Calls for clampdown on tax exiles are 'a waste of time'
LABOUR party proposals to clamp down on the country's 5,800 tax exiles are a "complete waste of time" that will produce little by way of revenue, tax experts claimed last night.
Labour leader Eamon Gilmore yesterday said tax increases were now inevitable, but insisted they had to be matched with the closure of tax shelters and tax reliefs because "wealthy people with good accountants can get out of paying their tax liabilities".
Although stressing the need for job creation to be at the centre of a recovery package, the Labour leader failed to outline any new or concrete proposals on how to find upwards of €5bn in cutbacks. He did, however, reiterate calls to clamp down on tax exiles.
Barrister and tax expert Suzanne Kelly last night said clamping down on tax exiles was a "complete waste of time" and simply amounted to a "feel good, no cash tax" exercise.

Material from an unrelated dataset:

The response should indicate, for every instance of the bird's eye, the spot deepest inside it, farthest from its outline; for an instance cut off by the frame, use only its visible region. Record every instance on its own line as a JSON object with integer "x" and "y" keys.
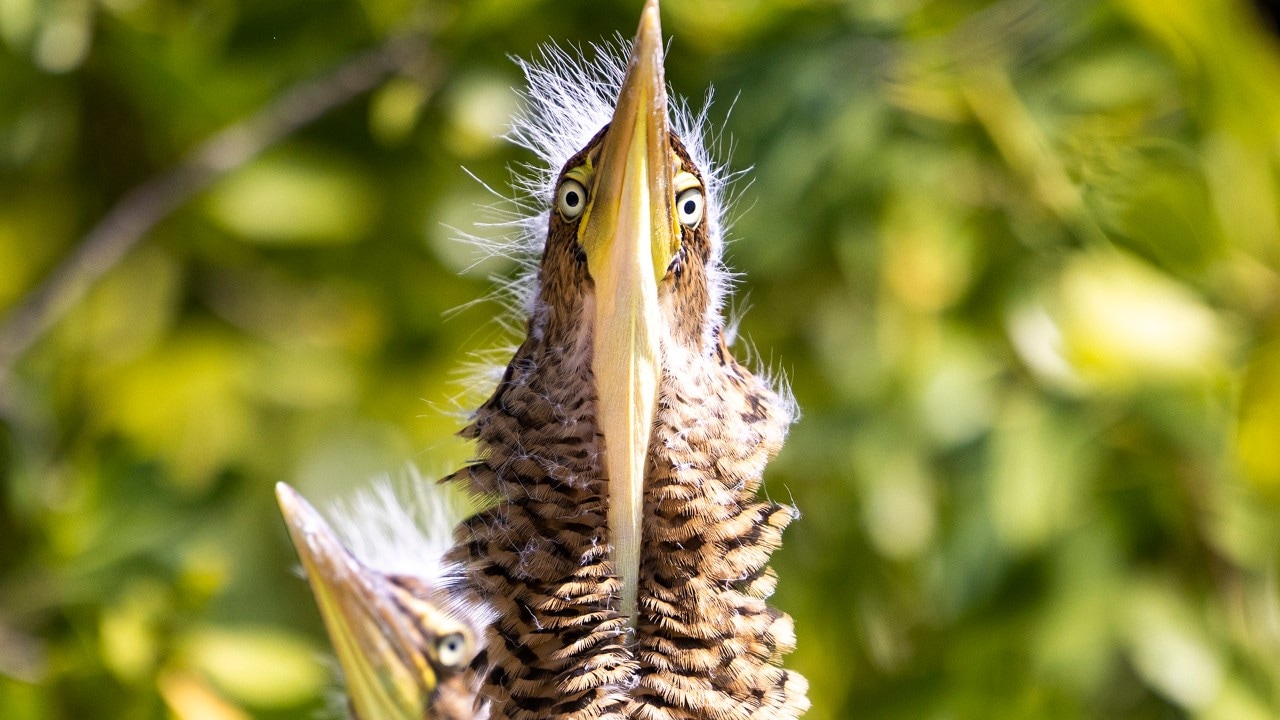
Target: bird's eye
{"x": 571, "y": 199}
{"x": 452, "y": 650}
{"x": 689, "y": 206}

She claimed Ireland has signed up to treaties around the world which allows individual countries to determine who the "taxing authority" is.

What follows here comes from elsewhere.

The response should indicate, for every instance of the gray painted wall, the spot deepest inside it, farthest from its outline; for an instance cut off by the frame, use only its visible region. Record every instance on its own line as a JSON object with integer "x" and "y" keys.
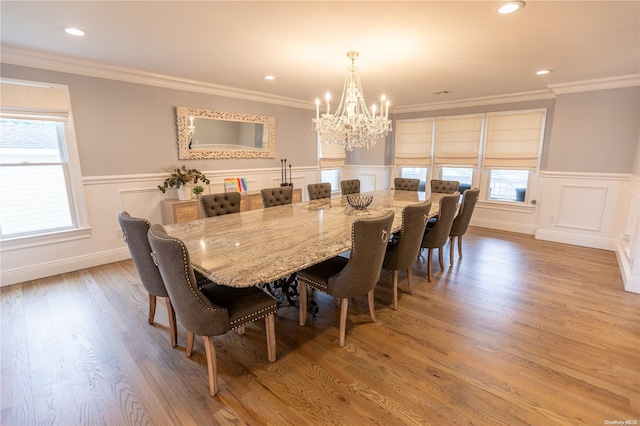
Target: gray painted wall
{"x": 124, "y": 128}
{"x": 548, "y": 103}
{"x": 596, "y": 131}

Ireland was now "locked" into this system, she said.
Three weeks out from the April mini-Budget, Mr Gilmore yesterday heaped criticism on the Taoiseach for failing to provide his party with adequate pre-Budget figures and information.
He claimed Labour was not prepared to become a "think tank" for the Government, adding that its invitation for pre-Budget proposals was "an attempt by them to provide political cover for themselves".